Coriolano se vuelve y se dice para sí a las matronas romanas.

-         ¡Madre, esposa, ¿por qué me hacéis esto? Sabéis cómo soy y que no podré luchar nunca contra vuestras súplicas.

Después se enfrenta a ellas con decisión.

-         ¡Marchaos de aquí antes de que os mate a las dos con mi espada!

Ambas mujeres avanzan y se paran frente a Coriolano.

-         Aquí tienes nuestros pechos, Cayo. ¡Que tu espada los atraviese de parte a parte antes de que entres en Roma con tus tropas!

Ambas mujeres caen de rodillas. Coriolano avanza hacia ellas con la espada desnuda. La levanta y la blande en el aire. Temblando se queda con su arma en los más alto, como una extraña figura, tallada por un escultor enloquecido.
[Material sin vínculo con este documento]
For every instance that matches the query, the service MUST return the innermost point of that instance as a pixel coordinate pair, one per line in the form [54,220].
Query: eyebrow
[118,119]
Luego, dando un terrible grito  cuyo eco aterra los montes la deja caer y las abraza.

-         ¡Dioses inmortales, sin vosotras,  qué solo estaría en esta tierra!

Con su mano, ordena a las tropas que se retiren y las tropas volscas de Coriolano se retiran,  con las cabezas gachas,  rumbo a su ciudad.